We think that, maybe, some other process might be shutting down the daemon, but really don’t know.
Is there some way to get an additional level of system logging, and somehow have the OS or a ‘watchdog’ process log any time that process is terminated, what signal it was terminated with, what the return value was (if any), and where the termination signal originated from (e.g. from the application itself, or from a different process)?
You could attach ‘strace’ to the process, though depending on the
complexity of the app this can become non-trivial quickly, and the
amount of data you generate will be non-trivial if it works properly in
any case. Other methods, well, I’m not sure. Anything show up in
various other logs? Does it happen at a particular time of day? Other
machines (test/QA/etc.) do this at all?
Good luck.
jsbiff wrote:
> Hello,
>
> I have a customer who is running our Linux application server
> product on SuSe Linux. They are having a mysterious problem where the
> application server process is terminating for no explainable reason.
> Nothing gets logged in the logs that the application itself creates, and
> it doesn’t appear that anything is being written to any of the system
> logs I checked. Also, they followed some instructions on the Novell
> website to enable core dumps to be created, but no dump files are
> actually being created (which, again, leads me to believe the
> application is not actually crashing).
>
> We think that, maybe, some other process might be shutting down the
> daemon, but really don’t know.
>
> Is there some way to get an additional level of system logging, and
> somehow have the OS or a ‘watchdog’ process log any time that process is
> terminated, what signal it was terminated with, what the return value
> was (if any), and where the termination signal originated from (e.g.
> from the application itself, or from a different process)?
>
>
-----BEGIN PGP SIGNATURE-----
Version: GnuPG v1.4.2 (GNU/Linux)
Comment: Using GnuPG with Mozilla - http://enigmail.mozdev.org
I’m not sure about strace - our application server already uses a pretty substantial amount of RAM (as it caches a lot of data from a database in memory), but thanks for the suggestion, I’ll keep that in mind - guess it might be worthwhile.

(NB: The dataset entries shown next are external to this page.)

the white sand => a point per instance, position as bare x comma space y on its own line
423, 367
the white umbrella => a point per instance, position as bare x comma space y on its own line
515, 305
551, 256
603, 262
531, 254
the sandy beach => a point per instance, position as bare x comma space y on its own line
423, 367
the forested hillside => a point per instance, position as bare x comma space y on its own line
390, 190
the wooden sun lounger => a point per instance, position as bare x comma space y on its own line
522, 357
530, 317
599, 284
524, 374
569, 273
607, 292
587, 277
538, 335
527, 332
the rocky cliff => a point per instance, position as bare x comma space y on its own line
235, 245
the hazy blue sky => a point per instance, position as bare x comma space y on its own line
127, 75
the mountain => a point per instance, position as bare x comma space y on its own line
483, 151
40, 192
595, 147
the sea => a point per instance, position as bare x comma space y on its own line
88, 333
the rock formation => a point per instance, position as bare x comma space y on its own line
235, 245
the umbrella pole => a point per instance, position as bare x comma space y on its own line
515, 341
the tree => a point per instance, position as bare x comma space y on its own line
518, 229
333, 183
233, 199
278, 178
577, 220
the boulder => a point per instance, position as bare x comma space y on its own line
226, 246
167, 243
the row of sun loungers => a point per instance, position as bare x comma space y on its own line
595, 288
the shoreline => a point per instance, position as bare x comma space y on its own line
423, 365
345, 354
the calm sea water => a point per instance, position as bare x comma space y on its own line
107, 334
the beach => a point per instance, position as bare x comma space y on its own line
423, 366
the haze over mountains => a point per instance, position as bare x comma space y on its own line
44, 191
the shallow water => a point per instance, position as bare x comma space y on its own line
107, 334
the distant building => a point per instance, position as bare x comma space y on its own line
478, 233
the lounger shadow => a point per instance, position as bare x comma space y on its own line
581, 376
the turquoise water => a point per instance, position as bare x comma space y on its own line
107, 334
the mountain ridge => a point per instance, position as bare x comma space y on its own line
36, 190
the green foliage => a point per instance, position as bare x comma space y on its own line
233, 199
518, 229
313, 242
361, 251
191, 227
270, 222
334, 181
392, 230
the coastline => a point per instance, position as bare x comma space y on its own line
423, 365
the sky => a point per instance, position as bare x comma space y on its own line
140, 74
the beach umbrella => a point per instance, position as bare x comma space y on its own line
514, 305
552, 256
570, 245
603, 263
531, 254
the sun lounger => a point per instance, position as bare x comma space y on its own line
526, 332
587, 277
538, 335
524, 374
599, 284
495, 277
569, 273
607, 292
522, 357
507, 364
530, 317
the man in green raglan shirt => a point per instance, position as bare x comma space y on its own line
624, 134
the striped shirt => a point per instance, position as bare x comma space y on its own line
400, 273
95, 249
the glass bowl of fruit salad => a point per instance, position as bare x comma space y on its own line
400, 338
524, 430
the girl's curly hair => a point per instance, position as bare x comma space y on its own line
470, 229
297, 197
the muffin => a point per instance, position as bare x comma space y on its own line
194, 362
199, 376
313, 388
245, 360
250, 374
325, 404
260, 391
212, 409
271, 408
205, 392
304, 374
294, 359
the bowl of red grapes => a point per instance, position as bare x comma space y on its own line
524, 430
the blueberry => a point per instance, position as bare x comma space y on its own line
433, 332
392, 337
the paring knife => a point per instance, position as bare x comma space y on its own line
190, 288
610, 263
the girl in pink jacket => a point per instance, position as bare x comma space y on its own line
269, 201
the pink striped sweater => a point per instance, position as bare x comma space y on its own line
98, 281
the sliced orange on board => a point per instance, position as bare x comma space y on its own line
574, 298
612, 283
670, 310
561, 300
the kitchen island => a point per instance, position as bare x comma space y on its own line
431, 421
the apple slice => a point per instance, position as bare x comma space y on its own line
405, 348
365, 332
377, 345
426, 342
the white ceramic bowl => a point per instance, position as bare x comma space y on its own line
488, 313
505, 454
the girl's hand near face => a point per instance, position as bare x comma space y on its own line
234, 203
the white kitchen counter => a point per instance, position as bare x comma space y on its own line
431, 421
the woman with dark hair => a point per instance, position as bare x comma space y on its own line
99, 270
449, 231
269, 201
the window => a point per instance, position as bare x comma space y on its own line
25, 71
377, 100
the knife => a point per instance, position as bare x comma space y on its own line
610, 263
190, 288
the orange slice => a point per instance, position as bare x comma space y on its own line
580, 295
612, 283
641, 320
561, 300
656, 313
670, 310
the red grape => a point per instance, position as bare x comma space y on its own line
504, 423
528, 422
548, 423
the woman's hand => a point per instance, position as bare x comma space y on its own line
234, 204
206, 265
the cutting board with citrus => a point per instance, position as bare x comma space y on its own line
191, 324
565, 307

I’ve tried asking the customer if this issue happens on any other computers (or even a virtual machine) setup with substantially the same OS and software, but didn’t get any real response to that inquiry. I’m hoping to convince him to try it on another machine, as I think it’s just something wonky on that computer - we have quite a few other customers running our product on Linux, and haven’t heard of any other complaints of this nature.